Eric de la Cruz wasn't poor. In many ways, his future was bright: He had a girlfriend, Noelle, whom he planned to marry. He was in college and worked part time at a small graphic design company-a company not large enough to afford to offer health insurance to its workers.
The Obama administration, along with countless others, including health care activists and the labor movement, have done a great deal to highlight the plight of middle class Americans who are working but still have no health insurance-people like Eric.
Just over five years ago, after visiting several doctors, Eric was told that he had a serious heart ailment that was curable-by a transplant.
"He wanted to do things that all 22-year-olds were doing," his sister, Veronica de la Cruz, a well-known news journalist who worked as a CNN anchor for five years, told a rally for health care reform organized by MoveOn and others. "He wanted to hang out with his friends. Instead, my brother was stuck worrying about how he was going to get help, because his life depended on it."
Eric began calling insurance company after insurance company-and was denied by each one, because of his "pre-existing condition." But Eric was lucky enough to have a sister who loved him and who was a public presence. She began talking about Eric's condition-online, on Twitter, everywhere-and others took note. Many people, who became "Eric's Twitter Army," sent money. Celebrities, his sister said, took notice. Trent Reznor of Nine Inch Nails sold high-price backstage passes to concerts to raise money for Eric.

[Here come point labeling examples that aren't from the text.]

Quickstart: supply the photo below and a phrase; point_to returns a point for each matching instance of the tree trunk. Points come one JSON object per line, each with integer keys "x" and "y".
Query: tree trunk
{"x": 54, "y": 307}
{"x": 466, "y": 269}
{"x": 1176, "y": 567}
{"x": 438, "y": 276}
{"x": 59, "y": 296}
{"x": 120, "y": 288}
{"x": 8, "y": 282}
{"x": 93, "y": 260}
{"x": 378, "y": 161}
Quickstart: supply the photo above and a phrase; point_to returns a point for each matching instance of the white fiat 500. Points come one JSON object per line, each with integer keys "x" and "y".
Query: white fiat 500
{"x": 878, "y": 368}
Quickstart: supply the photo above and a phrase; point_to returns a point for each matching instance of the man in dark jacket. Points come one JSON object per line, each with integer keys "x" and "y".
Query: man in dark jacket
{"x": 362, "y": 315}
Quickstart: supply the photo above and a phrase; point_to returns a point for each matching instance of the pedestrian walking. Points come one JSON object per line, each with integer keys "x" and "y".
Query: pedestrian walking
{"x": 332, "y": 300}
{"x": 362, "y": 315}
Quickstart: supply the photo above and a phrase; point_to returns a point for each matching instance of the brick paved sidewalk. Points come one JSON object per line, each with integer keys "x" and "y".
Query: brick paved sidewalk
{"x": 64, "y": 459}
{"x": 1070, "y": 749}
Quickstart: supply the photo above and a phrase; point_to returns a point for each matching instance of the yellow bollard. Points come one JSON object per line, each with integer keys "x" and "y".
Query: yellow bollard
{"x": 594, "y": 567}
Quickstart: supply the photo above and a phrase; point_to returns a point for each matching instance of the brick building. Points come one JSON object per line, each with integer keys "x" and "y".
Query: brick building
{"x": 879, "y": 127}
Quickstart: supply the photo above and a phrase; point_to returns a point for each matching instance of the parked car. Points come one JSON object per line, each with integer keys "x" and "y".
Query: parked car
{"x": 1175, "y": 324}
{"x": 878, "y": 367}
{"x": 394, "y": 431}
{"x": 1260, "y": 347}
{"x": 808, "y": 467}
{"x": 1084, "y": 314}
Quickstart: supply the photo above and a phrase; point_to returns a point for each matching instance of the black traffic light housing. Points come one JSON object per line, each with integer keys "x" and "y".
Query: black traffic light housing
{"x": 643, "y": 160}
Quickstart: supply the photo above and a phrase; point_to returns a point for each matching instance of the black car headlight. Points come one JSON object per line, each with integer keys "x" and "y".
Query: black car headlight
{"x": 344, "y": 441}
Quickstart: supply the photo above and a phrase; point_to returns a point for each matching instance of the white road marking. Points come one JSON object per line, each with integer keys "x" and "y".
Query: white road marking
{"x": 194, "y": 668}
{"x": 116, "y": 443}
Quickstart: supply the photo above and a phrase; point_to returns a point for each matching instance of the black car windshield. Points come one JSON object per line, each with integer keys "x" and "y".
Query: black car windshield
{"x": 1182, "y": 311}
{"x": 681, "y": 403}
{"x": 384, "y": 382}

They raised $1 million, enough to cover the cost of a heart transplant.
Even with a million dollars in hand, UCLA still refused Eric. They said he needed supplemental insurance. "That's the joke," Veronica de la Cruz said. "You can't get supplemental medical insurance if you have a pre-existing medical condition."
After calling numerous transplant centers, de la Cruz was able to find a single facility to take her brother on, but to no avail.
Through tears, de la Cruz told the group, "They said, ‘You got here two years too late. We're basically working against the clock. Eric is basically already in the grave, and we're going to have to dig him out.'"
It was too late. After five years, and after raising more than $1 million, and rallying hundreds of people or more, Eric succumbed to his illness. "Despite all those miracles that were happening, it wasn't enough to outweigh the damage that time waiting for insurance had done," his sister told the rally.
De la Cruz founded an organization, Eric's Law, aimed at health reform. She wants to stop what happened to Eric from happening to others. That's why, she said, she was at the rally, and that's why she supports a health reform with a strong public option.
In an ironic twist, Eric died on July 4, 2009, the same day that Americans celebrate love of country.
"We also know that in this country that we love," Tim Foley, of NYC for Change, told the rally, "122 deaths happen each day that simply wouldn't happen in any other industrialized nation in the world. 122 Americans die each day, and that is unacceptable."
New York's senators, Chuck Schumer and Kirsten Gillibrand, both Democrats, sent representatives to the rally, which took place in neon glow Times Square. Both vowed to continue the fight for health care reform with a not-for-profit option, and implored others to keep fighting. Gillibrand vowed to ensure that the anti-woman Stupak language in the House bill would be defeated.
The rally was part of a larger mobilization to demand that the Senate enact health care reform with a strong. In the four outer boroughs rallies took place, as well in as in hundreds of cities and towns across the United States.
The rally in Times Square was somber, but optimistic as well.
"I went into medicine because I believe that healthcare is a right, not a privilege," said Manisha A. Sharma, MD, of the National Physicians Alliance. "We have never been closer to health insurance reform as a basic civil human right. We are at the home stretch. We have already made change. Call your member of Congress, call your Senator. After 100 years, we can make history."